To explore the multiple dimensions of the Khadr case the filmmakers built mini-profiles of the people at the centre of the Khadr case: Edney, the “scrappy Scotsman” from Alberta whose journey sees him morph from human rights lawyer to father figure, as he and his wife, Patricia open their home to Khadr after his release; Maha Elsamnah, Khadr’s mother; and Damien Corsetti, the U.S. army man whose reputation for implementing interrogation torture techniques preceded him.
Shephard’s background on the case helped at every turn, says Reed as relationships with most interviewees had already been developed. During a previous visit to Guantanamo, Shephard had given her card to Corsetti. He hadn’t gotten in touch at the time but after the torture cases around Guantanamo became part of the public record, Corsetti left the army. Shortly after filming started, Shephard received an out-of-the-blue email from him; his interview is one of the powerful testimonies that the filmmakers say helped show the complex faces of the war on terror.
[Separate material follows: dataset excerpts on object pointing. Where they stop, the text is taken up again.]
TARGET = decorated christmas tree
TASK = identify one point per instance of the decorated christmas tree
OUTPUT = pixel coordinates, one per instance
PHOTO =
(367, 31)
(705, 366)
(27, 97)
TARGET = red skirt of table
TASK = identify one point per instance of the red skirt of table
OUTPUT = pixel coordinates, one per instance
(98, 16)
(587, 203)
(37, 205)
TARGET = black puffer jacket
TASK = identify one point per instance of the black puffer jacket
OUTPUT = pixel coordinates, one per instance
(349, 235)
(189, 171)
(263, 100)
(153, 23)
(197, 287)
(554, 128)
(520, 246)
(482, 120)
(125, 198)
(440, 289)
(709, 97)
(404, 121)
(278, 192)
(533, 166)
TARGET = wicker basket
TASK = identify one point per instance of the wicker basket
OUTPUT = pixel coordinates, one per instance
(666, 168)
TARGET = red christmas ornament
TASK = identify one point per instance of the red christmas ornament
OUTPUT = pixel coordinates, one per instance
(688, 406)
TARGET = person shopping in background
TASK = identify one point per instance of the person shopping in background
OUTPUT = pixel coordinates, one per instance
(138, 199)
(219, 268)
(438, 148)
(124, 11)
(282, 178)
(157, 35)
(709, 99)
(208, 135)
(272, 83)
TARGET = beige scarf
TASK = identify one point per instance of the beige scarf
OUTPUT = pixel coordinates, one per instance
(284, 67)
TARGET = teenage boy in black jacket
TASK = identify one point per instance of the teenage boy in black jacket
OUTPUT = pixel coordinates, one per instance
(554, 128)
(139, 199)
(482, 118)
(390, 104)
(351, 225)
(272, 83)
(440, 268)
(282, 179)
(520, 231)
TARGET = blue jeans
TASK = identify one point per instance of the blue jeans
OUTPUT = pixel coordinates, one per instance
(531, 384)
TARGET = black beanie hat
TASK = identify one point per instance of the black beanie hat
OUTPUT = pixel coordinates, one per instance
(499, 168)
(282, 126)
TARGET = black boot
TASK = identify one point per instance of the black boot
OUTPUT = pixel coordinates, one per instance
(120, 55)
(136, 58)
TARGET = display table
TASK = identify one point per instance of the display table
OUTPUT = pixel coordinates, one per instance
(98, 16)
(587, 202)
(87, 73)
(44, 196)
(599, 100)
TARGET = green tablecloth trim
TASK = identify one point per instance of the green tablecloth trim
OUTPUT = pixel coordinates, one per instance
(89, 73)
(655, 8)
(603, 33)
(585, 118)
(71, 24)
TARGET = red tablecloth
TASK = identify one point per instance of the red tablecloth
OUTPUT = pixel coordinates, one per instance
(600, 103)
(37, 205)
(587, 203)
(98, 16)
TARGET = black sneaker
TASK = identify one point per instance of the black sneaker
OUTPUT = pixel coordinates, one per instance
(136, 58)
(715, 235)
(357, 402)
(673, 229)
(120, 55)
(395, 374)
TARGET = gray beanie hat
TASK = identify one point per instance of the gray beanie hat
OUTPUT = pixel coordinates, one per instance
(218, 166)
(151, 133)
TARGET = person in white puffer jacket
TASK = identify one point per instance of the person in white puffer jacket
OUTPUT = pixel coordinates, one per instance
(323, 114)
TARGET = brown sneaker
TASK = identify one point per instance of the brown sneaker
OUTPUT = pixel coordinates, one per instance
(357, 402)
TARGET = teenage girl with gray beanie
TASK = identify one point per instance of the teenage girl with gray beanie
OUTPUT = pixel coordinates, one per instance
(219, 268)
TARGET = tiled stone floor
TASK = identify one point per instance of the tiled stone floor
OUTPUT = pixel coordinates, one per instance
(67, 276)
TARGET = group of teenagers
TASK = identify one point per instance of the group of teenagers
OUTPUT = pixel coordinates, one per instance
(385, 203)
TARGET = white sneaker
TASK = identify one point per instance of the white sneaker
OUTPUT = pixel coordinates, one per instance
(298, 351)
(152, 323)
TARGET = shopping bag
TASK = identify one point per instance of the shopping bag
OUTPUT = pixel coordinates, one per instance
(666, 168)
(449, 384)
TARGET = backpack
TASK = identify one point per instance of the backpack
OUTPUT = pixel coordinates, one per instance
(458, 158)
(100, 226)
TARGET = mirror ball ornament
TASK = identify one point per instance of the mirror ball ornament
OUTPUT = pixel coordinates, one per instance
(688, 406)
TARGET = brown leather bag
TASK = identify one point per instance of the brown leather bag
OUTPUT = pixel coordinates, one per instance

Guantanamo’s Child was shot in seven locations – Birmingham, Edmonton (“too many trips,” says Reed), North Carolina, Ottawa, Toronto, Utah and Washington with a budget of just under $800,000. The film was developed and funded as a feature and a television documentary, as in the case with most White Pine Pictures’ docs, said Raymont. While the 80-minute feature is having its world premiere at TIFF, a 44-minute version of the doc aired on CBC, with a 47-minute cut bowing on Al Jazeera Arabic, Al Jazeera English and Al Jazeera America under the title Omar Khadr: Out of the Shadows in June of this year. In addition to its broadcast partners, Guantanamo’s Child received funding from the Canadian Media Fund as well as provincial and federal tax credits.
The film will have three screenings at TIFF with Edney participating in post-screening discussions. Raymont said he has already received calls for meetings with U.S. distributors while White Pine Pictures is working on releasing the films in theatres across Canada. Raymont said he believes the internationally-relevant topics around the Khadr case, the controversial Guantanamo prison and the rights-based activism that resulted, make it viable for a theatrical release in many markets. In addition to TIFF, the film has also been entered into the Sundance Festival as well as the IDSA Festival in Amsterdam, with Film Transit serving as the project’s sales agent.
Correction: An earlier version of this article said that Reed and Shephard had led the legal battle to secure access to Omar Khadr. In fact, that challenge was led by the CBC, Toronto Star and White Pine Pictures.